Try this @home and tell us how you did! TWEET @amNewYork.

Bread ingredients:
2 cups all-purpose flour
2 teaspoons salt
4 teaspoons active yeast
1 large egg
1 1/3 cups water
Toppings:
1 teaspoon Crème Fraiche
1/4 tablespoon garlic
1 ounce chopped mushrooms (try chestnut, cinnamon cap or clamshells)
2 tablespoons Bufala ricotta
3 ounces pumpkin cubed into 1/2 inch pieces or shaved into strips
3 ounces pumpkin puree (after roasting, put in blender with a little oil)
Canola oil
Olive oil
Hand full of arugula (or other bitter greens)
Snipped chives
Mangalitsa Speck (optional)

Directions
1. Place water in a medium bowl; sprinkle with yeast. Let stand until foamy, about 5 minutes.
2. Once bloomed, in a separate bowl add the remaining ingredients to the yeast, and stir until just combined.
3. Turn the dough onto a floured surface, and knead for 2 minutes. Transfer to an oiled bowl, and let rise until doubled in size, about an hour.
4. Preheat oven to 450 degrees. Toss pumpkin with a little canola and olive oil and dash of salt. Roast until gently charred. Puree half pumpkin.

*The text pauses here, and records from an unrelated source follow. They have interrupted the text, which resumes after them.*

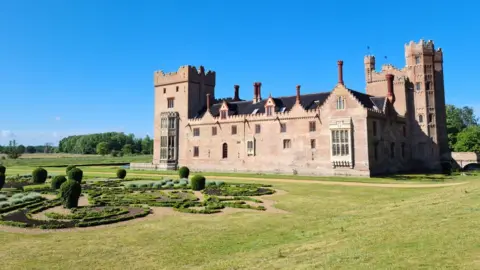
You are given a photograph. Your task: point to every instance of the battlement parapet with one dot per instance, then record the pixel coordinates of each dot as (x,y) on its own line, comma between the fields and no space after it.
(421,47)
(185,73)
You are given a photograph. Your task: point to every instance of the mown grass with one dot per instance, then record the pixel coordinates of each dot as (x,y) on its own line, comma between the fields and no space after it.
(327,227)
(34,160)
(109,171)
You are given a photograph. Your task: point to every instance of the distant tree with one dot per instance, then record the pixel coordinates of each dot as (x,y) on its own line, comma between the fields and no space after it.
(468,140)
(31,149)
(12,150)
(127,149)
(102,148)
(21,148)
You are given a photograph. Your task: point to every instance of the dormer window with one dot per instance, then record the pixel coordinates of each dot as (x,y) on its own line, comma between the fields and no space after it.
(223,114)
(340,103)
(269,110)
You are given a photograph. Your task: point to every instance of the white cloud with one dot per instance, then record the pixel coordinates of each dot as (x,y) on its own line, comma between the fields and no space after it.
(7,134)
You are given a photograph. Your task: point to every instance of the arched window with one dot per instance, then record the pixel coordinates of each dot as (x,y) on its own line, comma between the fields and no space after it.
(340,103)
(224,150)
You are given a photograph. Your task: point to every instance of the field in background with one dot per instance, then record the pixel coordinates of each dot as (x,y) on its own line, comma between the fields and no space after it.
(326,227)
(41,159)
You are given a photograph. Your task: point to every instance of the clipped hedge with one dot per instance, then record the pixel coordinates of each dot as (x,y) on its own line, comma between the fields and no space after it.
(57,181)
(183,172)
(69,167)
(198,182)
(75,174)
(70,193)
(121,173)
(2,180)
(39,175)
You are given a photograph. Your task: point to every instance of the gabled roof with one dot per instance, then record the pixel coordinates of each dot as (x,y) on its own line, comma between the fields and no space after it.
(368,101)
(283,104)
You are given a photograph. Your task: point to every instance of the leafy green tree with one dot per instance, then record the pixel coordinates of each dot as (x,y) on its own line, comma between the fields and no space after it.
(458,119)
(127,149)
(31,149)
(468,140)
(102,148)
(12,150)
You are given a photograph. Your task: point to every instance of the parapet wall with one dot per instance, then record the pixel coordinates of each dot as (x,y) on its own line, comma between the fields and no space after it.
(185,74)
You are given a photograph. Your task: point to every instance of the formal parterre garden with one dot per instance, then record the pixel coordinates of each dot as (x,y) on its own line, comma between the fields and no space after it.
(44,201)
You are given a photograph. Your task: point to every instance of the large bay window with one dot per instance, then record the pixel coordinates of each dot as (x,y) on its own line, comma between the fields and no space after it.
(341,139)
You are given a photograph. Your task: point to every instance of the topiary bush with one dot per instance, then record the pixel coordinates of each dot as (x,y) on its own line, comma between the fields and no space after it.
(69,167)
(70,193)
(57,181)
(39,175)
(183,172)
(121,173)
(75,174)
(2,180)
(198,182)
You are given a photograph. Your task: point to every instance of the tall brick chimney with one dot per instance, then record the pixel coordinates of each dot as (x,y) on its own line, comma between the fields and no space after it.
(236,95)
(208,101)
(298,94)
(340,71)
(259,91)
(390,94)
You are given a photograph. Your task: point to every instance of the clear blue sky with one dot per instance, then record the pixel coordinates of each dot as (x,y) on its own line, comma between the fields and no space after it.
(82,66)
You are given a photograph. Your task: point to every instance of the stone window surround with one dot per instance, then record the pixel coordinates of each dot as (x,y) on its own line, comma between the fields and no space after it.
(342,124)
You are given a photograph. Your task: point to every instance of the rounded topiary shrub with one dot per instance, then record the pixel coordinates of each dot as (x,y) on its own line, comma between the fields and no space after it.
(2,180)
(69,167)
(70,193)
(39,175)
(183,172)
(57,181)
(121,173)
(75,174)
(197,182)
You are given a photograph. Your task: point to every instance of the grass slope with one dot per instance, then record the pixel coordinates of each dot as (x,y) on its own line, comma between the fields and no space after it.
(327,227)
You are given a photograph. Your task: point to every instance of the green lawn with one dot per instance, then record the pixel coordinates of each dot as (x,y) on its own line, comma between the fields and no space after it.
(327,227)
(67,159)
(109,171)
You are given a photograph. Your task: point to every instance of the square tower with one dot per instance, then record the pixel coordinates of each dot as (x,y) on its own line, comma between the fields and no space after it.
(178,97)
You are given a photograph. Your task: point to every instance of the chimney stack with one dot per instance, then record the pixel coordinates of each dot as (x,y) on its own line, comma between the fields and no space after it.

5. Drop oven heat to 350 degrees. Divide into 8 pieces, wrap in plastic wrap and roll out each piece to 1/4 inch thickness. Remove from plastic and place on a parchment lined baking sheet. Bake for 3 minutes.
6. Remove from oven, spread with puree and then sprinkle Crème Fraiche, garlic, Speck, Bufala ricotta and mushrooms. Return to oven, bake for 20 minutes. Rotate once.
7. Take out of oven, garnish with remaining pumpkin, greens and chives. Cut into 1-inch-wide pieces.